Accession Number: 2026.med.60
Alternative Name:
Primary Materials: Cardboard, Glass, Heparin.
Written in pencil on the lid of the white carton: “Vitrum Heparin.”
Note that the white carton is printed with markings of Stille AB, a manufacturer of medical instruments. It was likely of convenient size for shipping and unrelated to heparin manufacturing.
Information on the glass vials includes the following “Kontr nr 2483” The same number is printed on the red cartons.
White carton: Height = 3, Width = 16.5, Length = 7.5; Red carton: Height = 2.3, Width = 2.3, Length = 5.3.
Heparin is a blood anticoagulant. It increases the activity of antithrombin, a protein produced by the liver that regulates blood clotting. It is a biological medicine, meaning that it is derived from animal tissues.
The development of Heparin in the mid 1930s facilitated or improved a number of medical therapies. This included the prevention of blood clots during the use of cardiopulmonary bypass technology, which revolutionized cardiac surgery around the middle of the 20th century. Heparin is still widely used today.
These examples were produced by Vitrum AB in Stockholm. This was the first site to manufacture heparin for clinical use.
The heparin samples are unused and undamaged. At least two of the cartons have been opened.
Associated Instruments:
Apoteksvarucentralen Vitrum AB, Stockholm, Sweden.
Date of Manufacture: c. 1940s
Provenance:
T. W. Barrowcliffe (2011) “History of heparin.” In Heparin-A Century of progress, ed. by Rebecca Lever, Barbara Mulloy and Clive P. Page 3-22. Berlin, Heidelberg: Springer.
Charles H. Best (1959). “Preparation of Heparin and Its Use in the First Clinical Cases.” Circulation. 19, 1: 79–86.
Erik Jorpes (1935). “The chemistry of heparin.” Biochemical journal 29(8):1817-30.
Arthur F. Charles and David A. Scott (1936). “Studies on Heparin: IV: Observations on the chemistry of heparin.” Biochemical Journal, 30 (10), 1927–1933.
Swedish work on heparin was led by Dr. Erik Jorpes (1894 -1973) of the Karolinska Institute in Stockholm. In 1929, Jorpes had visited the Baltimore laboratory of physiologist Dr. William Henry Howell (1860–1945), where heparin had first been discovered by Dr. Jay McLean (1890 – 1957) in 1916 (Barrowcliffe 2012, 6). That year, he also visited Toronto presumably with an interest in the manufacturing of insulin. (Best 1959, 83-84)

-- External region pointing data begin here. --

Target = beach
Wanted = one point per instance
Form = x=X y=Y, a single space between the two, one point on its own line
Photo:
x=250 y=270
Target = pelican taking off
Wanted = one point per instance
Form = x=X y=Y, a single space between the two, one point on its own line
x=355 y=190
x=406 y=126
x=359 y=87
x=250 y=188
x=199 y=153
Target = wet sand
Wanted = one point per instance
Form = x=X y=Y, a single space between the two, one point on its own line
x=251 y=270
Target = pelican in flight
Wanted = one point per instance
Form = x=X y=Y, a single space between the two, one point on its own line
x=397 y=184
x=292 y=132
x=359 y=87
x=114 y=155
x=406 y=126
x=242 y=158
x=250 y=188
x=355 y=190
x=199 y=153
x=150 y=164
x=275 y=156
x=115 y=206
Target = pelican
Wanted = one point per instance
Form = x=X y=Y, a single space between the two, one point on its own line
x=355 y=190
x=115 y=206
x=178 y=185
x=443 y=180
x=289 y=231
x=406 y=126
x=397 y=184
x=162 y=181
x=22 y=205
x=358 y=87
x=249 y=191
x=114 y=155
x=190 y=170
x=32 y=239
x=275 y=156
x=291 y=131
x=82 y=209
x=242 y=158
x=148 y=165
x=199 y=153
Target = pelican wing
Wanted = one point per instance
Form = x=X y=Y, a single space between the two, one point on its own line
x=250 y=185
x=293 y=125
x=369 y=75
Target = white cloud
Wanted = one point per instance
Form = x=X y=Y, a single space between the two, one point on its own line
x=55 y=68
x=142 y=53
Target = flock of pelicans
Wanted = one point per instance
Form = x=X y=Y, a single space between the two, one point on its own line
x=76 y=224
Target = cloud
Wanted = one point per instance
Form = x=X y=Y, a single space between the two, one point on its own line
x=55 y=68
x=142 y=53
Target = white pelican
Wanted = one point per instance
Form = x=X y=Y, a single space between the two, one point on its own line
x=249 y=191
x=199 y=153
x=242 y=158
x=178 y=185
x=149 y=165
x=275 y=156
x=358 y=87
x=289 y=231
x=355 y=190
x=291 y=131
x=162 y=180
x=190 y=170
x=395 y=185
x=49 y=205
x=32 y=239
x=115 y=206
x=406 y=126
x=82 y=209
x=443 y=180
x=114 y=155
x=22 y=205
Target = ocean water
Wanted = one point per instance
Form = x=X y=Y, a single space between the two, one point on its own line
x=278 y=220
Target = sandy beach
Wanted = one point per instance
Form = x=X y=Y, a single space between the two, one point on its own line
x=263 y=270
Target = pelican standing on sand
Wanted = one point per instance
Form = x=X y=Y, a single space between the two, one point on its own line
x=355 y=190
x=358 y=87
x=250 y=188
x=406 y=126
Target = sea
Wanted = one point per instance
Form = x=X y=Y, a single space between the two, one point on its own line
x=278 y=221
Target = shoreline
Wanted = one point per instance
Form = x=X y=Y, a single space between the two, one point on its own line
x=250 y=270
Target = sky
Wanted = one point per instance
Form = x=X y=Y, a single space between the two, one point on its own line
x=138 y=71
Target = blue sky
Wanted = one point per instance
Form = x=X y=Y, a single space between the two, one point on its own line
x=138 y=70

Chemical development of heparin, and later clinical experiments, took place concurrently in Stockholm and Toronto. Each group benefited from the other’s research. Jorpes’ 1935 paper on the chemistry of heparin notes that the crude heparin was prepared in the manner described in the influential 1933 publications of Drs. David A. Scott (1892-1971) and Arthur F. Charles (1905-1972) of Connaught laboratories. (Jorpes 1935, 1822). Likewise, Scott and Charles acknowledge the chemical contribution of Jorpes in their subsequent publication. (Scott & Charles 1936, 1927). In his 1959 account of Toronto work on Heparin, Dr. Charles Best (1899-1978) notes a collaborative relationship between the two groups and cites friendly correspondence with Dr. Jorpes (Best 1959, 83-84).
Swedish production took place at Apoteksvarucentralen Vitrum AB in Stockholm, Sweden. Like Connaught in Toronto, Vitrum was already producing insulin and thus had experience with biological medicines. Vitrum began producing heparin in 1936.